Tag Archives: movie adaptations

Let the Games Begin!

For all of you Hunger Games fans, there’s only fourteen days left until the movie hits the big screen!

My kids and I have watched the trailer a gazillion times, and we discuss all the ways the movie could be great and all the ways it could fall short of our expectations.

As readers, do we expect the movies to be as good as the books? Are they ever? And do they need to be? Comparing books is interesting. Comparing movies is fun. But, when we compare books to the adaptation in movies, it can sometimes be rather frustrating. How could they possibly erase your favorite scene or character? How can a movie feel legitimate when the book is written in the first person and we never see what’s going on anywhere else in the story? Or when most of the plotline is internal rather than external conflict?

I have super high hopes for The Hunger Games movie, and that worries me because there have only been a handful of movies that have been as good as the books.

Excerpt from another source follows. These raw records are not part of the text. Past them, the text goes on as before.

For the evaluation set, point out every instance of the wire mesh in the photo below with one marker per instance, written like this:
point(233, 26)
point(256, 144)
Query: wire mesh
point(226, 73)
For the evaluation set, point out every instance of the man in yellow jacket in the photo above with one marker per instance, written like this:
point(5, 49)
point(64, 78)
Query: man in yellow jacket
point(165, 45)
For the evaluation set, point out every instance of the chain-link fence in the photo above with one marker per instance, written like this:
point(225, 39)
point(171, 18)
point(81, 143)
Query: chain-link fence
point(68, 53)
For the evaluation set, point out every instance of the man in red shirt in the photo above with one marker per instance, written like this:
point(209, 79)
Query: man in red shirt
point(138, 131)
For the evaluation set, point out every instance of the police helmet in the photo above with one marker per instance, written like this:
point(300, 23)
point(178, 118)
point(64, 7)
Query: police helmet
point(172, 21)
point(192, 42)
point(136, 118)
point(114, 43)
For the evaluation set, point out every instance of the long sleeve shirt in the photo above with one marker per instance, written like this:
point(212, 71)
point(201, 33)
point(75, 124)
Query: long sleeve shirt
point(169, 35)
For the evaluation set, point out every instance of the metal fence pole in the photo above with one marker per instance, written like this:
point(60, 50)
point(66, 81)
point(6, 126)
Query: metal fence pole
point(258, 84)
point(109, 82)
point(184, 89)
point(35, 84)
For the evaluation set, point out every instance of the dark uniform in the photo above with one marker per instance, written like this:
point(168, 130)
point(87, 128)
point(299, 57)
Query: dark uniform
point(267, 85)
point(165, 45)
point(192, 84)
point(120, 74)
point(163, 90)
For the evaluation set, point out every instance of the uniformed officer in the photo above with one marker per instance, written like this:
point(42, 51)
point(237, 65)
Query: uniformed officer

One of the best that I can recall was John Grisham’s A Time to Kill. That one lived up to the book. The Twilight movies? Not so much. Could any actor live up to the Edward in the book? I think not. That character seemed so perfect, so cultured, so special that no matter how cute other people might find Robert Pattinson, he is clearly not Edward. Not my Edward. Not the Edward that lived in my mind. So, instead of being moved by those movies, I find them kind of funny.

When we do compare a book to a movie, I’d be interested to know whether you saw the movie first. And if that makes a difference. I saw the movie The Outsiders before I read the book, and I loved them both equally. But, I didn’t use my imagination in figuring out what the characters looked like. Not when I had that fabulous all-star cast to recall. Would I have thought Ralph Macchio was the perfect Johnny? Or Matt Dillon as Dallas Winston? I’ll never know. And, oh, my love for Pony Boy…

I recently read the first four Harry Potter books. I never saw the movies because I wanted to read the books first, but I had seen enough previews to put an idea in my head of those charactersl. And I loved the movies as well as the books.

The same can be said for The Thornbirds, Gone with the Wind, and The Notebook. I saw these prior to reading the books, and I loved them all.

There are too many movies to list that have fallen short of the book, for me anyway. And all the ones I didn’t like were the books that I read first. I can’t help comparing and critiquing the movie while I’m watching it. It takes away from the movie experience completely. I wish I could flip a switch and just watch the movie without trying to compare it to the book. I wish I could just enjoy it for the sake of enjoying the movie.

Do all writers do this? Do we pick apart the movie because, in our minds, the written word is more powerful for us? Do we feel kind of sorry for the other movie goers who clearly have no inside information about the backstory of the character? The motivation? The internal struggles that have led to that particular scene?

What movies made from books have disappointed you the most, which ones have you loved, and which ones have surprised you in some way?

With regards to enjoying the upcoming movie…may the odds be ever in our favor!  🙂  (I just had to work that in!)